Re: WAL Replay Buffer Invalidation Conflicts During Page Truncation on Read Replicas - Mailing list pgsql-performance

From Dharin Shah
Subject Re: WAL Replay Buffer Invalidation Conflicts During Page Truncation on Read Replicas
Date
Msg-id CAOj6k6dnMDNUrsLbOsZFequ1UJ8N95Nq9hVRBu-Bj0rrbSD0ug@mail.gmail.com
Whole thread Raw
In response to Re: WAL Replay Buffer Invalidation Conflicts During Page Truncation on Read Replicas  (Álvaro Herrera <alvherre@kurilemu.de>)
List pgsql-performance
Thanks Alvaro,

I read the thread and actually disabled truncate on my table with a large toast table which mitigated the issue. Unsure what happens with the empty pages now, I guess they would be reused for new inserts.
I would like to see if there are better opportunities to improve this truncation process. Perhaps identify why we need this arbitrary threshold to determine a full buffer scan?

/*
* This is the size (in the number of blocks) above which we scan the
* entire buffer pool to remove the buffers for all the pages of relation
* being dropped. For the relations with size below this threshold, we find
* the buffers by doing lookups in BufMapping table.
*/
#define BUF_DROP_FULL_SCAN_THRESHOLD (uint64) (NBuffers / 32)

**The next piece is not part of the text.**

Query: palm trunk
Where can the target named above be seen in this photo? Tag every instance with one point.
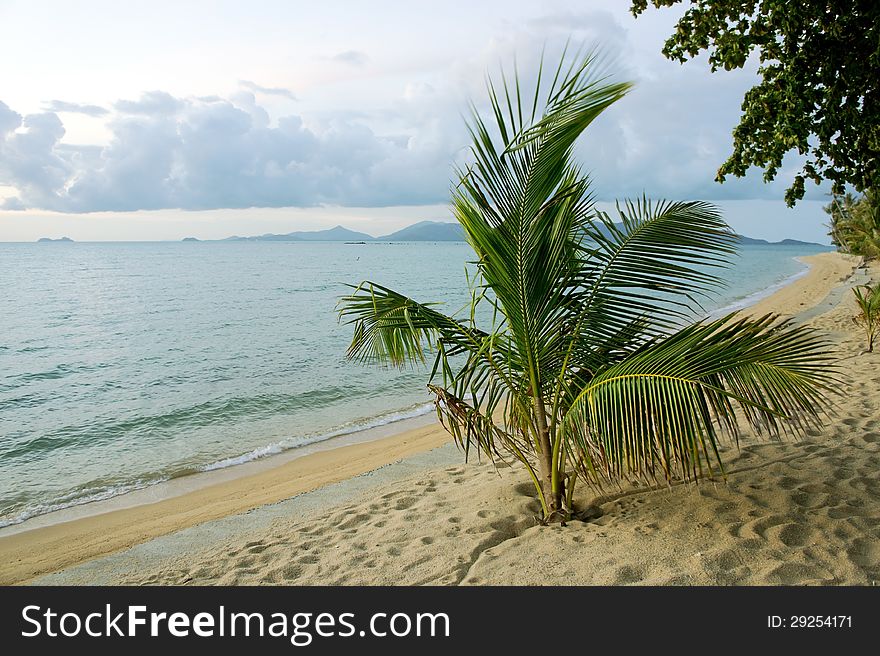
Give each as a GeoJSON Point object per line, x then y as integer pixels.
{"type": "Point", "coordinates": [552, 486]}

https://github.com/postgres/postgres/blob/e03c95287764158941d317972a332565729b6af2/src/backend/storage/buffer/bufmgr.c#L91

As this can cause significant issues as we scale memory for shared buffers. (Very often the case with Aurora)

Thanks,
Dharin

On Tue, Jul 8, 2025 at 4:05 PM Álvaro Herrera <alvherre@kurilemu.de> wrote:
On 2025-Jul-08, Dharin Shah wrote:

> *Problem Summary:*
>   WAL replay of relation truncation operations on read replicas triggers
> buffer invalidation that requires AccessExclusive locks, blocking
> concurrent read queries for extended periods.

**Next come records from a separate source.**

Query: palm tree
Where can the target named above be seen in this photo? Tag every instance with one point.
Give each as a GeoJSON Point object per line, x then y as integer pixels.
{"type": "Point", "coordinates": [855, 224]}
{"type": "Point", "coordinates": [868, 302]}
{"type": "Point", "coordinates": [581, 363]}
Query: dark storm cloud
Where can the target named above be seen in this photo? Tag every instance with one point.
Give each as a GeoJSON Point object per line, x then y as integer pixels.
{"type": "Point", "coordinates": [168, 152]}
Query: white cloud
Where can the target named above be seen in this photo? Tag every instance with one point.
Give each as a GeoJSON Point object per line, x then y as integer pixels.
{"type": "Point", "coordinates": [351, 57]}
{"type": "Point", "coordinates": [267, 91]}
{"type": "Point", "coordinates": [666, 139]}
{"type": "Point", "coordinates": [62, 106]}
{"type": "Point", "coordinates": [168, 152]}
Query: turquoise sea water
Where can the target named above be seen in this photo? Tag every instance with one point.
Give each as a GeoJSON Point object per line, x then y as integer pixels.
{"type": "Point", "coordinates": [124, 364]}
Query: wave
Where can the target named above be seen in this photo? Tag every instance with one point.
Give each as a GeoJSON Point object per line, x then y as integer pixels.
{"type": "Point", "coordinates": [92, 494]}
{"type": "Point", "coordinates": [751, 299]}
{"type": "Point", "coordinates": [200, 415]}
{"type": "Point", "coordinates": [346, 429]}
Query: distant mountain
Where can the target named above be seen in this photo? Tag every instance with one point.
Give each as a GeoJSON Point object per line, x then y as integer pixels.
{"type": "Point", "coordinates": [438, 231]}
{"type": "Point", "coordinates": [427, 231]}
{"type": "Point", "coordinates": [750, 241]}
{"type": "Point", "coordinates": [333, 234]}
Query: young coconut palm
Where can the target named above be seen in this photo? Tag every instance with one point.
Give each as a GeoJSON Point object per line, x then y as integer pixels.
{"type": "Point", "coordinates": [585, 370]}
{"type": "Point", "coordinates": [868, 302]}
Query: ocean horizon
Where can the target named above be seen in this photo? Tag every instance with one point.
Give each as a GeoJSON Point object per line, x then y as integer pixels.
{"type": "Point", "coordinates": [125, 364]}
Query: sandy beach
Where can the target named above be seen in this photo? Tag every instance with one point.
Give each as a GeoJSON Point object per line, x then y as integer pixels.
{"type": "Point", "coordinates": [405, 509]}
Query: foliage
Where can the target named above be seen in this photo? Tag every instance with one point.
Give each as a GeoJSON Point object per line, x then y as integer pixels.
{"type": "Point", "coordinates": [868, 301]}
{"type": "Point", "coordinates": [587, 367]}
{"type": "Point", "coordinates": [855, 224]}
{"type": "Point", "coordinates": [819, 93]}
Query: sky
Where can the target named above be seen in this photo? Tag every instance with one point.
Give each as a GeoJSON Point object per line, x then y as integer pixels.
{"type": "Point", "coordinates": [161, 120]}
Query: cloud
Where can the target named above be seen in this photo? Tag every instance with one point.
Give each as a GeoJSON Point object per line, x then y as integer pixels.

Hmm, sounds like disabling truncate of the TOAST relation by vacuum
could help.  We have configuration options for that -- one is per table
and was added in Postgres 12, changed with
  ALTER TABLE ... SET (vacuum_truncate=off);
I think you can also do
  ALTER TABLE ... SET (toast.vacuum_truncate=off);
to disable it for the TOAST table.

Postgres 18 added a global parameter of the same name which you can
change in postgresql.conf, and from the commit message it sound like it
was added to cope with scenarios precisely like yours.  But if for you
it's always the same toast table (or a small number of them) then I
would think it'd be better to change the per-table param for those.
(Also, this won't require that you upgrade to Postgres 18 just yet,
which sounds particularly helpful in case Aurora doesn't offer that version.)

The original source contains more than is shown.